Publication year - 2003
Publication title -
letters in applied microbiology
Language(s) - English
Resource type - Journals
SCImago Journal Rank - 0.698
H-Index - 110
eISSN - 1472-765X
pISSN - 0266-8254
DOI - 10.1046/j.1472-765x.2003.01347.x
Subject(s) - actinobacillus pleuropneumoniae , biology , serotype , in situ hybridization , nested polymerase chain reaction , lung , polymerase chain reaction , microbiology and biotechnology , gene , pathology , gene expression , medicine , genetics
Aims: Formalin‐fixed, paraffin‐embedded lung tissues from pigs experimentally infected with 12 Actinobacillus pleuropneumoniae serotypes were used to develop nested PCR for the detection of apx IV gene. Methods and Results: The PCR results from formalin‐fixed, paraffin‐embedded tissues were compared with in situ hybridization. The apx IV gene was detected in formalin‐fixed, paraffin‐embedded lung tissues from all 39 pigs experimentally infected with 12 A. pleuropneumoniae serotypes by nested PCR. In situ hybridization produced a distinct positive signal in all 39 pigs experimentally infected with 12 A. pleuropneumoniae serotypes.
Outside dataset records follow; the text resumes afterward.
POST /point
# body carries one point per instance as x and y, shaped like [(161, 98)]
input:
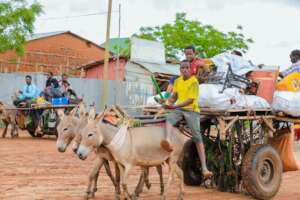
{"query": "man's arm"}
[(181, 105), (30, 93)]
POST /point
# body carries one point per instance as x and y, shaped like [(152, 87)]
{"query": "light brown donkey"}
[(69, 129), (133, 147)]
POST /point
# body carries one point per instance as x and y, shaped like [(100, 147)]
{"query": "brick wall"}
[(60, 54)]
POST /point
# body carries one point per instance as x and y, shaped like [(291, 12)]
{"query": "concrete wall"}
[(96, 72), (122, 93)]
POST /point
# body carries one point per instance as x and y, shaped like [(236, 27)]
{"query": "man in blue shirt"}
[(29, 92)]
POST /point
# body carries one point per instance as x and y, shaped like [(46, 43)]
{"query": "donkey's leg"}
[(161, 178), (147, 182), (14, 130), (5, 129), (124, 178), (92, 177), (118, 184), (179, 173), (140, 185), (170, 178)]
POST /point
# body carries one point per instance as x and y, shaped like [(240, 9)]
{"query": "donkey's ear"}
[(73, 111), (100, 117), (60, 114), (81, 109), (92, 114)]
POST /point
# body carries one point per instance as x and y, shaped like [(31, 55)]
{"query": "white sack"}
[(231, 98)]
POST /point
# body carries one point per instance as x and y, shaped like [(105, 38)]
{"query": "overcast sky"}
[(272, 24)]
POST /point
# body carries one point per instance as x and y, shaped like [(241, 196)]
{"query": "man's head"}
[(64, 77), (237, 53), (28, 79), (295, 56), (49, 75), (185, 69), (189, 53)]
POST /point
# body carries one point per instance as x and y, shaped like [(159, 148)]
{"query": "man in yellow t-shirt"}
[(185, 94)]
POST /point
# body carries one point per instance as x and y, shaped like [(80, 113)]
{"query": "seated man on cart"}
[(28, 93), (185, 94), (67, 91)]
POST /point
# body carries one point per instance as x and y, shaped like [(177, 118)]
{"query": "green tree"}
[(17, 19), (207, 40)]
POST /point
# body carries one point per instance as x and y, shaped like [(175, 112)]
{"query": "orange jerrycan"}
[(266, 79)]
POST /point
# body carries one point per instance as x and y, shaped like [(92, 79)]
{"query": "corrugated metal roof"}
[(147, 51), (114, 43), (160, 68), (43, 35)]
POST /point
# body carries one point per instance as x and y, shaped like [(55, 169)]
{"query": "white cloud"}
[(271, 23)]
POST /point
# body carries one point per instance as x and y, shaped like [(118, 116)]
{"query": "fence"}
[(122, 93)]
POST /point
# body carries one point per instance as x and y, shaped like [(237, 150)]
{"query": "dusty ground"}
[(33, 169)]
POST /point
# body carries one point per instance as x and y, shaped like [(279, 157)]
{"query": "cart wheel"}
[(190, 166), (31, 133), (262, 171)]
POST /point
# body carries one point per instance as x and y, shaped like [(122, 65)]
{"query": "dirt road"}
[(33, 169)]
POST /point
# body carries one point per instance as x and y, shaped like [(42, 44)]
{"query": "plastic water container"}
[(266, 80), (60, 101)]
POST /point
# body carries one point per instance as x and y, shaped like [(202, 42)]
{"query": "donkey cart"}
[(40, 120), (238, 153)]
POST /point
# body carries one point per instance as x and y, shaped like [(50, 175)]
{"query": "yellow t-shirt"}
[(187, 89)]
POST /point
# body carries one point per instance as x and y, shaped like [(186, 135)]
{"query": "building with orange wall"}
[(59, 52)]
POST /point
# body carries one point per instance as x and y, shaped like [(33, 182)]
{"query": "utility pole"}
[(118, 61), (106, 57)]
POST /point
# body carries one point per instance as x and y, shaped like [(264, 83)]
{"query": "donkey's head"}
[(66, 129), (91, 137), (84, 119)]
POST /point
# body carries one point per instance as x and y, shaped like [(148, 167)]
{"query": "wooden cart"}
[(40, 120), (238, 151)]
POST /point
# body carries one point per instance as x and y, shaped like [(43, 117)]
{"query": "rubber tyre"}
[(31, 132), (262, 172), (191, 169)]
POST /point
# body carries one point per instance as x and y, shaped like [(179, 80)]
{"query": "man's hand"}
[(170, 107), (159, 100)]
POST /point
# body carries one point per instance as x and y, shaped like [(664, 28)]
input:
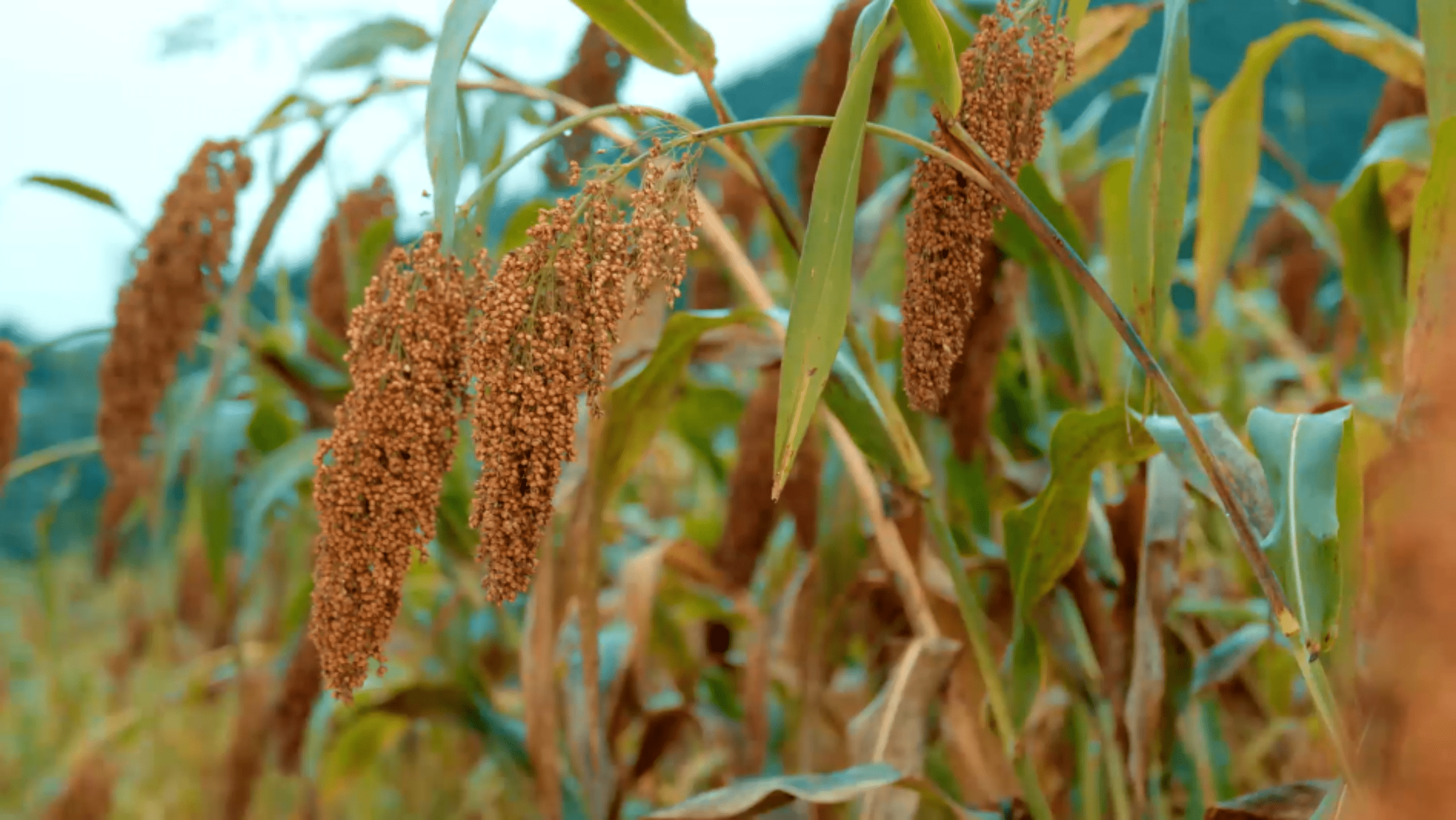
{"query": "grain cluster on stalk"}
[(545, 335), (159, 314), (380, 471), (1009, 76)]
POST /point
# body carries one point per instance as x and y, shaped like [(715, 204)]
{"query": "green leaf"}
[(1046, 535), (79, 188), (463, 21), (823, 285), (935, 51), (272, 482), (1101, 37), (1372, 252), (1228, 656), (520, 222), (1289, 800), (364, 44), (660, 32), (1229, 142), (1433, 258), (216, 462), (1438, 25), (1162, 163), (759, 796), (1301, 456), (641, 407), (1240, 466)]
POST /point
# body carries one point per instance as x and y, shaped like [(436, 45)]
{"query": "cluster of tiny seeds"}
[(390, 450), (328, 288), (546, 334), (158, 317), (820, 92), (593, 79), (12, 380), (1008, 88)]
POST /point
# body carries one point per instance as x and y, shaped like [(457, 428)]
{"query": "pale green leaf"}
[(1161, 168), (1301, 458), (1229, 140), (1439, 34), (1372, 254), (758, 796), (1046, 535), (1241, 469), (462, 22), (935, 51), (660, 32), (823, 285)]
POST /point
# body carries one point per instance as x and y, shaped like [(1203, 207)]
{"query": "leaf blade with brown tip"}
[(821, 289)]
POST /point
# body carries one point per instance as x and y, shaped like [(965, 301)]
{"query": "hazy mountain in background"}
[(1317, 105)]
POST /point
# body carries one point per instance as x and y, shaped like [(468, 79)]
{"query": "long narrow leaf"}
[(823, 285)]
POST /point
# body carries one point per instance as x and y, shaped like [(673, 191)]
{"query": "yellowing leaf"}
[(1229, 142)]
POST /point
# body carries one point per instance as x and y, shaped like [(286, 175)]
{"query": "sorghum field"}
[(986, 466)]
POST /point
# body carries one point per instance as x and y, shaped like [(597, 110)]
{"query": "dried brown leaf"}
[(1157, 581), (820, 92), (893, 727)]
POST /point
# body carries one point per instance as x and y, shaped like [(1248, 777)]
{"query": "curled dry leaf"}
[(893, 727)]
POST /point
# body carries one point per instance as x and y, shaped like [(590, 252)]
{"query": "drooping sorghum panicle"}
[(546, 334), (158, 317), (593, 79), (12, 379), (820, 92), (379, 474), (1009, 80), (752, 512), (88, 792), (328, 288), (967, 405)]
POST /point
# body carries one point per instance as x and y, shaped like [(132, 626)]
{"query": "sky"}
[(89, 97)]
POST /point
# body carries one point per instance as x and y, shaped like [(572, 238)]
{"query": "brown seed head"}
[(328, 288), (969, 404), (301, 688), (1009, 80), (12, 380), (88, 793), (820, 92), (752, 512), (593, 79), (390, 450), (158, 317), (548, 330)]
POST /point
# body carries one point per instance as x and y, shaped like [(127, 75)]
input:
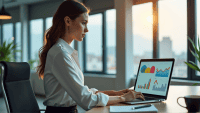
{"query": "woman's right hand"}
[(132, 95)]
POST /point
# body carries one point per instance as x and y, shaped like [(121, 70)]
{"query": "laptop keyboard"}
[(148, 98)]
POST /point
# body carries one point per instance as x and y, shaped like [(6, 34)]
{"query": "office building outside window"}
[(94, 43), (142, 33), (18, 41), (8, 34), (198, 31), (111, 40), (172, 28), (36, 39)]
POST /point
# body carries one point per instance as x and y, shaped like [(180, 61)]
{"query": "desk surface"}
[(168, 106)]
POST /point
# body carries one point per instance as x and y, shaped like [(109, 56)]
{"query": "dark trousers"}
[(52, 109)]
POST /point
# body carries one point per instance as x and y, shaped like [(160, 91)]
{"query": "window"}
[(173, 34), (8, 33), (18, 41), (142, 33), (36, 39), (94, 43), (198, 30), (111, 40)]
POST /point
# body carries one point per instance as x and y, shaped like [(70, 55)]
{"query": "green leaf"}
[(194, 55), (196, 50)]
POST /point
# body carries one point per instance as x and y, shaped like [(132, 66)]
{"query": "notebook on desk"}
[(153, 80)]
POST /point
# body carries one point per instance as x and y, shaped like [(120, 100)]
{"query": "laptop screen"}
[(153, 77)]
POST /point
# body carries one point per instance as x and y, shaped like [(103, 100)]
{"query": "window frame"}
[(104, 50)]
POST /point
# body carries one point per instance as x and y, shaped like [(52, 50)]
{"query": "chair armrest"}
[(42, 109)]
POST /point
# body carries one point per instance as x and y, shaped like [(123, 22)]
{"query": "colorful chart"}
[(162, 88), (145, 86), (161, 73), (146, 69)]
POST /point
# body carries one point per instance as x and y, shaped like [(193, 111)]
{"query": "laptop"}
[(153, 80)]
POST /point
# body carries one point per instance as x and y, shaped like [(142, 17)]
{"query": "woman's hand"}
[(131, 95), (124, 91)]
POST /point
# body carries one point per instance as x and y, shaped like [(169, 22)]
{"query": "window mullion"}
[(104, 43)]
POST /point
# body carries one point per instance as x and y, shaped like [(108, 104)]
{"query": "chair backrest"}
[(17, 91)]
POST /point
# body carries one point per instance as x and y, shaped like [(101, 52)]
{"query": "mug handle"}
[(178, 103)]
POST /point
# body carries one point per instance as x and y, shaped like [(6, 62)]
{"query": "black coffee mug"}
[(192, 103)]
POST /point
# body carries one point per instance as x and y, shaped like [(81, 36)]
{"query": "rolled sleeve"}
[(103, 99), (94, 90), (64, 71)]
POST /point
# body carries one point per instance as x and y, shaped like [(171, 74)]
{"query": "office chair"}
[(16, 87)]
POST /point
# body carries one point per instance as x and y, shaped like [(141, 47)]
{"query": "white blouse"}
[(64, 80)]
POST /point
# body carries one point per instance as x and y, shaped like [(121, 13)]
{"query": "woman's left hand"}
[(124, 91)]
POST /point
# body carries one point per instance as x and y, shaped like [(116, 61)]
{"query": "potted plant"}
[(197, 56)]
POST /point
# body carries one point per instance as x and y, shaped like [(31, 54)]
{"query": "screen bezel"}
[(156, 60)]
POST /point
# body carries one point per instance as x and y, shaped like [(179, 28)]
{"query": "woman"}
[(59, 66)]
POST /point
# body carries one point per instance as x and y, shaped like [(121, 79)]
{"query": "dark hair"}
[(70, 8)]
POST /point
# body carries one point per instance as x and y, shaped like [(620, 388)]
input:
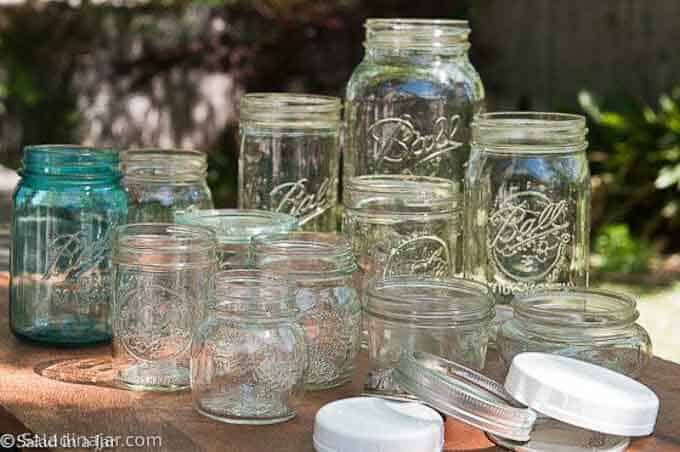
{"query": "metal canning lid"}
[(550, 435), (464, 394), (582, 394)]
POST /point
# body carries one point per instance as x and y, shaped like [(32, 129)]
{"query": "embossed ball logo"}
[(528, 236), (155, 323)]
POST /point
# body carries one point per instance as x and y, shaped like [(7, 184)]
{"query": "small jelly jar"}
[(248, 357), (66, 205), (235, 228), (160, 293), (448, 318), (592, 325), (161, 182), (326, 275)]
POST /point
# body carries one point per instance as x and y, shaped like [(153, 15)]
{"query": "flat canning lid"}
[(464, 394)]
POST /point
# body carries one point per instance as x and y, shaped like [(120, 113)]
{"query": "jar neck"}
[(164, 166), (416, 38), (66, 164), (576, 311), (530, 132)]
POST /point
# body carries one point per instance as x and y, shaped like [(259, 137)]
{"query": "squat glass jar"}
[(449, 318), (402, 225), (161, 182), (527, 219), (249, 357), (323, 268), (66, 205), (160, 293), (235, 228), (289, 157), (592, 325), (410, 102)]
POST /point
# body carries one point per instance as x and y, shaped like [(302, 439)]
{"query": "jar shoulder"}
[(432, 79)]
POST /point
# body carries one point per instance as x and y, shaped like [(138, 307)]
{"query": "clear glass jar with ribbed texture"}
[(66, 205), (592, 325), (289, 156), (235, 228), (249, 357), (161, 286), (527, 211), (450, 318), (162, 182), (410, 101), (326, 275)]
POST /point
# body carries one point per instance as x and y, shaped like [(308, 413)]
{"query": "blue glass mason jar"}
[(66, 205)]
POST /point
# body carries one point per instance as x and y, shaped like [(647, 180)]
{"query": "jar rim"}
[(190, 243), (238, 226), (400, 193), (330, 253), (530, 132), (577, 308), (294, 110), (254, 294), (445, 36), (450, 301)]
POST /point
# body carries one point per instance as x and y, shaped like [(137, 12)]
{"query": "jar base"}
[(59, 337)]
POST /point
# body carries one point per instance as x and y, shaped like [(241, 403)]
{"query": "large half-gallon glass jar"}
[(235, 228), (403, 225), (592, 325), (161, 182), (65, 207), (160, 294), (323, 268), (289, 157), (449, 318), (527, 202), (410, 102), (249, 357)]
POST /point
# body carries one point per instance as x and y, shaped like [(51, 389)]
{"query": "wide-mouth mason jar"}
[(160, 293), (249, 357), (67, 203), (323, 268), (527, 211), (410, 101), (449, 318), (592, 325), (289, 156), (235, 228), (162, 182), (402, 225)]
Agreement rates between nested PCR and in situ hybridization were 100% for the detection of apx IV gene in formalin‐fixed paraffin‐embedded lung tissues. Acceptable PCR signals were detected from lung tissues fixed for periods up to 180 days. Conclusions: The apx IV gene is species‐specific rather than serotype‐specific and is therefore an important diagnostic marker. The nested PCR assay would be a useful method for the detection of apx IV gene to diagnose A. pleuropneumoniae infection when formalin‐fixed tissues are submitted. Significance and Impact of the Study: This study confirmed the possibility of using formalin‐fixed, paraffin‐embedded tissues for the diagnosis of A. pleuropneumoniae infection in pigs.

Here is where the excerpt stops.